[Musical mode] How's my work flow?

Musical mode, where have you been all my life?

I’ve started creating short drum loops (2 or 4 bars in length) using Cubase’s great musical mode feature and a fully mic’ed live drum kit. Sounds great, works as advertised. Now I get to use a tempo track when I craft a song this way and I can really tweak the timing on the finished track. It’s worth it for the control over ritards alone :slight_smile:!

I’ve got a very simple test running right now. Ive recorded one 2 bar drum loop, and repeated it numerous times across a 4 minute song (using shared copies). Important point here - since this loop was recorded on a multi-mic’ed kit, it’s actually ten 2-bar loops repeated multiple times, all playing back simultaneously (ten tracks for ten mics, including the overheads and a couple rooms). All tracks are in musical mode, and they are following my tempo track changes nicely.

Only problem is - my system (Win 7 Q9550 Quadcore, 8GB ram) slows to a crawl whenever I tweak the tempo track. If I change one of my tempo ramps even by 1 bpm, the system freezes for 30-40 seconds while (I assume) it recalculates my ten tracks of repeating 2-bar long musical mode drum loops.

Am I doing something wrong, work-flow wise? Or is my system not up to this? It’s fairly modern, but are ten musical mode tracks just too much to recalculate in real time? Even if I just click Mute on a loop, I get this 30-40 second system freeze before it finishes up muting and returns control of Cubase to me.

Any help appreciated! If I disable the ten tracks of loops temporarily, the problem goes away completely (until I re-enable them, of course).

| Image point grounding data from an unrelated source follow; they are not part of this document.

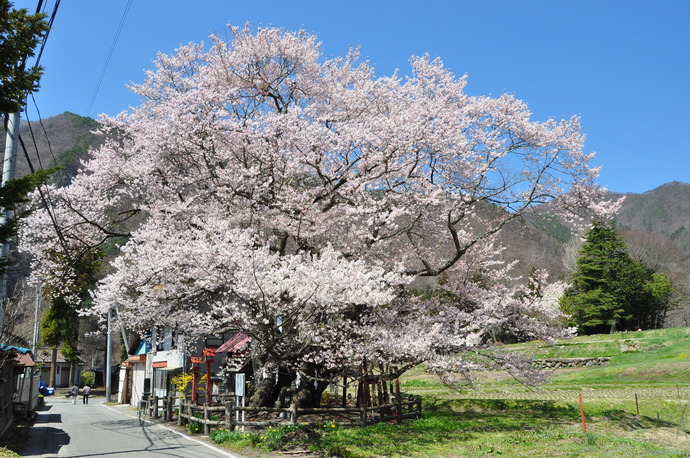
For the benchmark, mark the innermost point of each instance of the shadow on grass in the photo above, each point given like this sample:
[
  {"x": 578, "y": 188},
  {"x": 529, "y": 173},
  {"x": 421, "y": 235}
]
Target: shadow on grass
[{"x": 450, "y": 421}]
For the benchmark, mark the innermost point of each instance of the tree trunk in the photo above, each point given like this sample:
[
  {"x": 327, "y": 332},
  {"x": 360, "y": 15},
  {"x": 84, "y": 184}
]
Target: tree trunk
[
  {"x": 263, "y": 393},
  {"x": 53, "y": 367}
]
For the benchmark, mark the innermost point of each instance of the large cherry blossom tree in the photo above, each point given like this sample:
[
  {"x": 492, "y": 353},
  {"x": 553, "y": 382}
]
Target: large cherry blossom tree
[{"x": 300, "y": 200}]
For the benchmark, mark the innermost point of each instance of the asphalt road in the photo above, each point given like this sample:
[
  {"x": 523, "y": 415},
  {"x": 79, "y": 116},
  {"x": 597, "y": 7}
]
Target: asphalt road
[{"x": 98, "y": 430}]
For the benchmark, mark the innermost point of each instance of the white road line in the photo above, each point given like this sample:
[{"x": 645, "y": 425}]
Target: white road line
[{"x": 215, "y": 449}]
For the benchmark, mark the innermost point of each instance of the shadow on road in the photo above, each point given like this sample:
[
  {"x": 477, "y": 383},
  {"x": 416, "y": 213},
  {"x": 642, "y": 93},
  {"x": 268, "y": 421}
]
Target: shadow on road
[{"x": 55, "y": 439}]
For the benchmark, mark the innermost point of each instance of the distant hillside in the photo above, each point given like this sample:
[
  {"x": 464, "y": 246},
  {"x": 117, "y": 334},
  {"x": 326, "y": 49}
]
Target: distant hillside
[
  {"x": 655, "y": 224},
  {"x": 60, "y": 140},
  {"x": 664, "y": 210}
]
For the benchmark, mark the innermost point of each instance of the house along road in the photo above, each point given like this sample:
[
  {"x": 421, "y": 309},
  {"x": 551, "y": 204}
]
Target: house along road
[{"x": 97, "y": 430}]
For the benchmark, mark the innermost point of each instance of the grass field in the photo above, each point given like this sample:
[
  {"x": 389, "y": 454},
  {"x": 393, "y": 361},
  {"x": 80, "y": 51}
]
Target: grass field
[{"x": 637, "y": 405}]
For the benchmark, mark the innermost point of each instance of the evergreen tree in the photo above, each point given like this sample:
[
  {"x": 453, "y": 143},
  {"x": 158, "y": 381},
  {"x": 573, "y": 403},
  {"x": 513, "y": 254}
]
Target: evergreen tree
[
  {"x": 612, "y": 291},
  {"x": 20, "y": 33}
]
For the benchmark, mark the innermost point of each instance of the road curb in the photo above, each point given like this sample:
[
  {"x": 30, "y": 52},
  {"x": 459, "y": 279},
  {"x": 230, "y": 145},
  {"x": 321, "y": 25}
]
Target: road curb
[{"x": 151, "y": 422}]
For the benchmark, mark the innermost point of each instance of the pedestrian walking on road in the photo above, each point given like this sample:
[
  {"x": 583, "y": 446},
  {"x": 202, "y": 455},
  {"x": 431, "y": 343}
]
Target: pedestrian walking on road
[
  {"x": 74, "y": 393},
  {"x": 85, "y": 391}
]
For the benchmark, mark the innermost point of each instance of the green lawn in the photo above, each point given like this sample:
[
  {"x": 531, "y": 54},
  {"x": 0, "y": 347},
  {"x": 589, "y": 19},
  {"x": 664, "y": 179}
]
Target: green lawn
[{"x": 648, "y": 372}]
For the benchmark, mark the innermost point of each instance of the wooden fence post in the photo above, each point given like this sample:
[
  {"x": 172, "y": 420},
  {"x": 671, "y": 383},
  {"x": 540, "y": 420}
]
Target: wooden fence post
[{"x": 228, "y": 415}]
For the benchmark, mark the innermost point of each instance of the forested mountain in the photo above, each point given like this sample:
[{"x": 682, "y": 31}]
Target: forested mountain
[
  {"x": 60, "y": 140},
  {"x": 655, "y": 224},
  {"x": 664, "y": 210}
]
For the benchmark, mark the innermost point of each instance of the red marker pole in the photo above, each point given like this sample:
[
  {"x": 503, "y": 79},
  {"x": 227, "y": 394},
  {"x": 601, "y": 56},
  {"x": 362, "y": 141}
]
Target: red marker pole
[{"x": 582, "y": 413}]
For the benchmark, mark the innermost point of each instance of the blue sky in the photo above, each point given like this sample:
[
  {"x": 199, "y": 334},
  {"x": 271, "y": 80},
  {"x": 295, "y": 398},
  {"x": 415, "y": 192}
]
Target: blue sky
[{"x": 623, "y": 66}]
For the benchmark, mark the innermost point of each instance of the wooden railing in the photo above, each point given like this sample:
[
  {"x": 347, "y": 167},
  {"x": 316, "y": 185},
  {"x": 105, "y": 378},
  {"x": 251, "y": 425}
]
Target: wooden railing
[{"x": 398, "y": 410}]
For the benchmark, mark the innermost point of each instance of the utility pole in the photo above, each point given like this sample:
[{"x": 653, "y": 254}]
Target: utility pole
[
  {"x": 108, "y": 357},
  {"x": 7, "y": 175},
  {"x": 29, "y": 406}
]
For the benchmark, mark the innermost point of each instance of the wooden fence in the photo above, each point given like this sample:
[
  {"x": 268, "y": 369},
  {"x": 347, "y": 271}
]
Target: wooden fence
[{"x": 169, "y": 407}]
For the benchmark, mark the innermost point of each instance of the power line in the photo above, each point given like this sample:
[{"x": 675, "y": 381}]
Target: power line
[{"x": 110, "y": 54}]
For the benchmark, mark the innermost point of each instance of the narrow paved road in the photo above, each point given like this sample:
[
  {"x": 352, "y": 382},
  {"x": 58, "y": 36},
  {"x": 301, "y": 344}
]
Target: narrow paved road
[{"x": 94, "y": 429}]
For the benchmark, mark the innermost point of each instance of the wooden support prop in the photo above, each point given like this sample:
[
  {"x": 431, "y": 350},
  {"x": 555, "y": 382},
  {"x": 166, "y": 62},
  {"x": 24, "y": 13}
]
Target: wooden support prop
[{"x": 582, "y": 413}]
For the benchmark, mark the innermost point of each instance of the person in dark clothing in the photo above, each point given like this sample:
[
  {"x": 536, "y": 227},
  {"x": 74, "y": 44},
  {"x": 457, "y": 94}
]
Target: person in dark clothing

So it’s definitely something to do with the musical mode loops.

Aj

P.S. Not using plug-ins yet either…

What resolution are your recorded files?

If very high (eg 32bit/96khz) then your computer may well be struggling to recalculate all those beats on-the-fly.

Also, which algorithm are you choosing for your musical mode audio? You may get better results changing this.

What’s your CPU looking like – try and monitor this while doing something in Cubase to recreate the issue.

Thanks for the reply Killawattz… I’m using 24 bit/44.1 wave files.

CPU usage is at around 7% beforehand. When I tweak my tempo track (and thus the musical mode loops get re-processed), CPU jumps into the 30 percentile range - and spikes into the 50 percentile range for just a couple seconds. Then it drops back into the 30 percentile range until finished.

Again, the whole process takes about 40 seconds (occasionally a bit more), during which time Cubase is unresponsive. When complete, Cubase comes back to life, the musical mode loops match the tempo tweaks perfectly and the CPU drops back down to around 7%. And everything works as normal again.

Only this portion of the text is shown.